Have you wondered how much longer this real estate downturn can last? Or how much further real estate prices can decline due to the credit crisis? I have; but I could not find any hard data to support Wall Street speculation so I did my own research and what I found is we still may have a ways to go. I believe that the housing bottom, which is obviously inevitable, may be close but I do not believe we are there just yet and I have compiled the data to support this theory.

I began my research by going to the US Census Bureau and reviewing median home values from 1940-2000. I found that real estate from 1940-2000 has appreciated at roughly 6.4% per annum when unadjusted for inflation (2.3% per annum when adjusted for inflation) with the median home price in 2000 at $119,600. Then I took a look at the most recent median home value report issued by the National Association of Realtors. According to their website, the median home price when adjusted for inflation was $195,900 in February of 2008. Finally, I researched what the average annual inflation rate was from 2000 to February of 2008. According to InflationData.com, inflation has been approximately 2.8% per annum from 2000 to 2008. The aforementioned data has put in place the frame work to analyze the how much further real estate prices could decline during the credit crisis; and more importantly, how close we are to the housing bottom.

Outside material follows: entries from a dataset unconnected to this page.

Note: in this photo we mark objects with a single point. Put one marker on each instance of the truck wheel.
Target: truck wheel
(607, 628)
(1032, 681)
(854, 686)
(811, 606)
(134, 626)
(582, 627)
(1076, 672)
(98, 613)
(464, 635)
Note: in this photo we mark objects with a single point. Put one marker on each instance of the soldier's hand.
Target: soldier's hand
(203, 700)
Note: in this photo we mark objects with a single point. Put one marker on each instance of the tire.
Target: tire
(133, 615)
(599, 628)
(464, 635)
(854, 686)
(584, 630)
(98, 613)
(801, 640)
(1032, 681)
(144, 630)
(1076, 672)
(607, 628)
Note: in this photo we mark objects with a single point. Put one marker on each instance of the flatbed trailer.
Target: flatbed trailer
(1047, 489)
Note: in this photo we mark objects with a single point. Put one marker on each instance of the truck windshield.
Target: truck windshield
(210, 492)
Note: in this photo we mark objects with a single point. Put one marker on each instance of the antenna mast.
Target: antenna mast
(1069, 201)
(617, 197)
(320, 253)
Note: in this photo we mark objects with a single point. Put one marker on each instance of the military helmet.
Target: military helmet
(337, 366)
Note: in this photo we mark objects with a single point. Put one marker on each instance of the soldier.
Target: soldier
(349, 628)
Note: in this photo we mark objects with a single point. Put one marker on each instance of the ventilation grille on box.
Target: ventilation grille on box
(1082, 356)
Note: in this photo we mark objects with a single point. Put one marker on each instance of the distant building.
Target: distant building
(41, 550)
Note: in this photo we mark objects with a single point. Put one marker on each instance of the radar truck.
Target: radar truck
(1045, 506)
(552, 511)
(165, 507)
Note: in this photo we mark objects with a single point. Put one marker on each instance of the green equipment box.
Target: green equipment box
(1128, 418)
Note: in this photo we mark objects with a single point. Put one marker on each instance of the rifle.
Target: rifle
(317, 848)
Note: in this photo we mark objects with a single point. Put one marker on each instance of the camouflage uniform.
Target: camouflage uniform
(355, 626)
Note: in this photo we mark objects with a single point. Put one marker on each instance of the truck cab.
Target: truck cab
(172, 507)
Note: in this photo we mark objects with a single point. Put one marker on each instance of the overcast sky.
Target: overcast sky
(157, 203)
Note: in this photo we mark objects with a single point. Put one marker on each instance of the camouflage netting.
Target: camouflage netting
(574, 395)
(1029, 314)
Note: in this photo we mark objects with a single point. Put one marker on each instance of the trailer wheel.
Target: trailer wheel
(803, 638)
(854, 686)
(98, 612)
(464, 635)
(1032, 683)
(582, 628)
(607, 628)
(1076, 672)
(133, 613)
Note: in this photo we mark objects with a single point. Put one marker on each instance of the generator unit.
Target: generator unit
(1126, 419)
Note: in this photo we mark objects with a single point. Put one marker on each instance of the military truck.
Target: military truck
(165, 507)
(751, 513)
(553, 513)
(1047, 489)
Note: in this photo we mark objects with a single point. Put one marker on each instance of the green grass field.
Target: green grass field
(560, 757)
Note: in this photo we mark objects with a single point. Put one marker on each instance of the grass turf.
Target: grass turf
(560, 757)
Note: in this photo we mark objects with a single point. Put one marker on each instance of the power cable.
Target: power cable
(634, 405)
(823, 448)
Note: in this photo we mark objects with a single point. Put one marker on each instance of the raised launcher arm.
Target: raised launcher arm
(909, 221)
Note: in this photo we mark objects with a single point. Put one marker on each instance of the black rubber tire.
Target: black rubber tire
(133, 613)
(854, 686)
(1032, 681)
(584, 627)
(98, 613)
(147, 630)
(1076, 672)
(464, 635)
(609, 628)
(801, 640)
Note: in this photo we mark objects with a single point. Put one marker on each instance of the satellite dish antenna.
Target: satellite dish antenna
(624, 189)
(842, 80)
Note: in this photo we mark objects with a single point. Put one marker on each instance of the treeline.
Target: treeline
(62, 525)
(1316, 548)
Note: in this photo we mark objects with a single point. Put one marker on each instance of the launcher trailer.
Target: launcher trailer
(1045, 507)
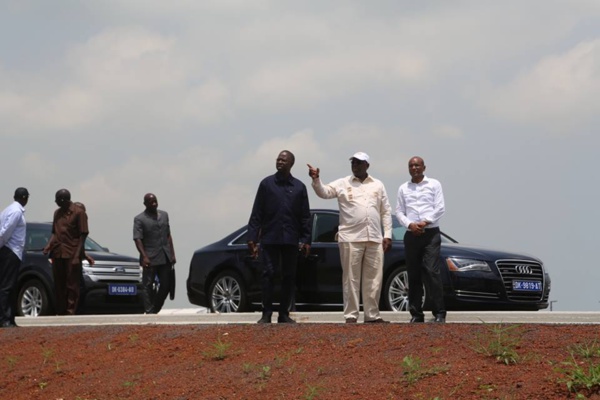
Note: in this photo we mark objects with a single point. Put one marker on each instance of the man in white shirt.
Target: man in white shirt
(420, 207)
(365, 213)
(12, 243)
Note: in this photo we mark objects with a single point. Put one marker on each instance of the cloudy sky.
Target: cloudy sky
(193, 100)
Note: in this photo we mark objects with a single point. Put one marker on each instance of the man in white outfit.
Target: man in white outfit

To determine where median home prices would be if they were to follow historical trends we have to take the annual appreciation when adjusted for inflation (2.3%) and add it to the average rate of inflation for the years 2000 through 2008 (2.8%). When we do this we get an annual growth rate of 5.1%. We then use the median home price in 2000 as our present value, 5.1% as our annual growth rate, and the current median home price as reported by the National Association of Realtors as our future value and calculate the number of years for this action to take place. This calculation equals approximately 10 years. One additional calculation would show that current median home prices should be roughly $178,000 to be in line with historic data.

So what does this mean?

There are a couple of ways to interpret the data. One could say that median home prices will remain at current levels for approximately two more years (2010). The other argument would suggest a further price decline of at least 8.7% before we come close to a housing bottom. Either way you look at it, we have experienced 10 years of appreciation in 8 years...using current facts and figures. I am of the mindset that prices will continue to decline throughout the short term for the following reasons:

*The current credit crisis is making it difficult for potential borrowers to obtain financing to purchase a house
*Buyers are sitting on the sideline waiting for housing prices to decline further before they buy...which in itself is causing prices to decline further
*Buyers are sitting on the sideline waiting for interest rates to decline further before they buy....which again is causing prices to decline further
*We have a number of foreclosures and bank-owned properties flooding the market which is increasing the supply of homes for sale while demand sits on the sideline
*Consumers spending reports show that consumers are putting off large purchases until the market as a whole show signs of improvement

In conclusion, I find it most notable to mention that Historic Housing Vacancies and Homeownership according to the US Census Bureau is actually in line today relative to the historic norm. Interestingly though, there is speculation that the supply of homes in the US is exceeding the need for housing when the data would suggest otherwise. The reason for the decline in housing prices is due to a substantial increase in houses for sale and a drop in demand for buying coupled with recent speculative prices and sloppy underwriting.....obviously. Warren Buffet has said that the markets tend to overshoot in both directions. This could suggest even greater than 8.7% pricing declines before a housing bottom. However, when taking into considering the current state of the market, current mortgage rates and motivated sellers, the data would suggest that 2008 just may be the best year since the US Census Bureau began compiling housing data to purchase real estate.